While his Frog-End mates were driving thither-ward in the tip-cart, and talking about him, Master Oily Burdeen, the third hero in our story (counting the twins as one), was standing before a bureau in Mrs. Murcher's best corner room, and smiling graciously at his image in the oval-shaped looking-glass.
He held a hair-brush in his right hand and a comb in his left, and after giving his sleek locks an artistic touch or two, he would tip the mirror a trifle and recede a step, to get a still more pleasing view of his personal perfections.
It was not his own room, there in the new part—the swollen cheek, as it were—of the summer boarding-house. Nor can I have the satisfaction of declaring that it was his own brush and comb with which he was making so free, nor his own cologne that had imparted to his naturally rough, rusty hair its extraordinary fragrance and smoothness. But the broadly smiling mouth, snub nose, and freckles were possessions nobody would have thought of disputing with Master Olly; and the tolerably well-fitting, genteel, grayish-brown suit he had on had belonged to him about eight hours.
Olly Burdeen was not, in fact, one of Mrs. Murcher's boarders. He was only a boy-of-all-work employed by her for the season. The room belonged to Mr. Hatville, who had gone yachting that afternoon; and Olly had taken temporary possession to admire himself in his new clothes before the convenient glass.
For new they were to him, although they had been rather well worn that summer by the friendly young boarder, who, on departing in the morning, had made Oily a present of them in return for the errands Oily had done for him.

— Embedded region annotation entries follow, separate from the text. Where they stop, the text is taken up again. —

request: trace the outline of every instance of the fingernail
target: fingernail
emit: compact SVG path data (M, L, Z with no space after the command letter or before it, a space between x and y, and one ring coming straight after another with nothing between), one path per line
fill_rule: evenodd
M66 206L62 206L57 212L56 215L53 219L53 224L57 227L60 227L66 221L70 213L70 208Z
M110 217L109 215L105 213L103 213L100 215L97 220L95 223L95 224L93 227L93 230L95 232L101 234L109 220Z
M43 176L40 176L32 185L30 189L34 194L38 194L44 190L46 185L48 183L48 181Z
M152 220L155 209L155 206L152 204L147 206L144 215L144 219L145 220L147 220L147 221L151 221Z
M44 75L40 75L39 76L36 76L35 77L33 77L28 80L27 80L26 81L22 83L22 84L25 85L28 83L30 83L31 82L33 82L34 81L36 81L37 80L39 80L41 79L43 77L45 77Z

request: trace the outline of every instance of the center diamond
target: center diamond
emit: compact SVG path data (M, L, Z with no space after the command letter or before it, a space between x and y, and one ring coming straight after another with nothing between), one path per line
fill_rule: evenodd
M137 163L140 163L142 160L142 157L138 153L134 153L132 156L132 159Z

This was the first opportunity to try them on that the proud recipient had found. He had never in his life worn anything so stylish, and we can smile tolerantly at the innocent vanity with which he surveyed himself in Mr. Hatville's mirror. His liberal use of Mr. Hatville's hair-brush and cologne-bottle was not, perhaps, so excusable. And when with fearful joy he took from its embroidered case by the mirror the tempting gold watch which Mr. Hatville had, either by accident or design, left hanging there, on changing his clothes that afternoon to go yachting,—when, I say, Master Burdeen lifted out that valuable time-piece by its dangling chain, and placed it in the watch-pocket of his new waistcoat, it must be owned that he was carrying his ideas of hospitality too far.
"It only needed a watch to set it off," he said; "and here it is!"
In his button-hole he hooked the gold guard, letting the heavy seal hang, and the chain fall in a graceful curve on his vest. Then he drew out the watch and opened it with a pressure of the spring (it was a hunter's case), and looked at the time; shutting it again with a delightful snap, and replacing it in his pocket, as he strutted the while with amiable satisfaction before the tilted glass.
"I'll have just such a watch of my own some day," he said to himself, proudly, "and just such a gold chain, with a seal as big as that! See if I don't!"